In preparation for the long-planned by Knud Rasmussen fifth Thule expedition, he returned with his wife and son in the summer of 1920 to Thule back, but left in the fall, with stops in South Greenland to Denmark again. In May 1921, he again traveled to Greenland to meet there Knud Rasmussen and participate as a cartographer and scientist at the Thule expedition that would explore under Rasmussen's line of Hudson Bay from the Inuit in Canada and Alaska. His wife Navarana should accompany him and work for the expedition as a seamstress, but died on the way in Upernavik from the flu.

In the course of the expedition Freuchen undertook in 1921 and 1922, many trips in the area of ​​Hudson Bay and charted along with Therkel Mathiassen ( 1892 to 1967 ) Parts of Southampton Island, the east coast of the Melville Peninsula and large areas of northern Baffin inland. In January 1923 he froze his left foot at a temperature of -54 degrees Celsius. In the spring of 1924 he traveled by dogsled and boat on Baffin Island and Greenland to Denmark, where he married his childhood girlfriend Magdalene Vang Lauridsen ( 1881-1960 ) in November of the year.

In 1926 he acquired the small, located at Nakskov before Lolland island Enehøje. The farm was provided by an administrator with moderate success, while Freuchen operated as a journalist, traveling lecturer, filmmaker and writer. He wrote both novels - which play mainly in Greenland and Canada - as well as non-fiction, travel stories, biographies and autobiographies. All his works are very humorous and show his deep attachment to the Inuit as well as a critical stance on ecclesiastical and secular dignitaries.

1927 had his foot amputated after all, which made him unfit for further polar expeditions. 1932 and 1933 he worked in Hollywood and Alaska on the film adaptation of his novel Eskimo, among other things as an actor. The film received good reviews and an Oscar for the cut.

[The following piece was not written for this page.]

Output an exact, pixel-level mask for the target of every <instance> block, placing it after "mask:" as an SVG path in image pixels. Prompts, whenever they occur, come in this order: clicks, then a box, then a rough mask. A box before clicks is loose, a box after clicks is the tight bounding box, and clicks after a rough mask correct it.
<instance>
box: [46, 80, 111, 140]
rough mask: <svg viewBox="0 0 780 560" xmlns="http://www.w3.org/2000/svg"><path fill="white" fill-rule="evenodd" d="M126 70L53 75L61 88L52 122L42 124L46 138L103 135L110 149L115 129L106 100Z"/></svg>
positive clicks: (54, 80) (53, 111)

Since the mid- 1930s Freuchen took on its convenient island for refugees from Germany. After the occupation of Denmark in 1940 by German troops, he helped the refugees to Sweden. Due to its resistance activities Freuchen was arrested and convicted. However, he managed to escape to Sweden. His books have not been launched in Germany since 1933 and appeared only after the war. 1944 his marriage was dissolved, and a year later he married the fashion designer Dagmar Cohn ( 1907-1991 ).

After the war lived Freuchen in New York - in the middle of Manhattan - and had a summer home in Connecticut. He worked mainly as a UN correspondent for policies and Danish magazines in the U.S., but also wrote further books. In 1956, he won a fortune in the first major U.S. game show " The $ 64,000 Question " with the correct answer of 17 Arctic - related issues.

In September 1957, he died during a journey which, together with the Norwegian- American aviator Bernt Balchen, the Australian polar explorer Sir Hubert Wilkins and the American Admiral Donald MacMillan ( 1874-1970 ) him - all Arctic veterans - by plane from Alaska over the North Pole should lead to Thule, of a stroke. His ashes were scattered on the Thulefjell.

Works by Peter Freuchen (selection)

  • The Eskimo. 1928
  • The right whales. 1930
  • Ivalu. 1931
  • My Greenlandic youth. 1937
  • Life goes on. 1941
  • The Book of the Seven Seas. 1958

Memorabilia from Peter Freuchen are in Thule Museum in Qaanaaq.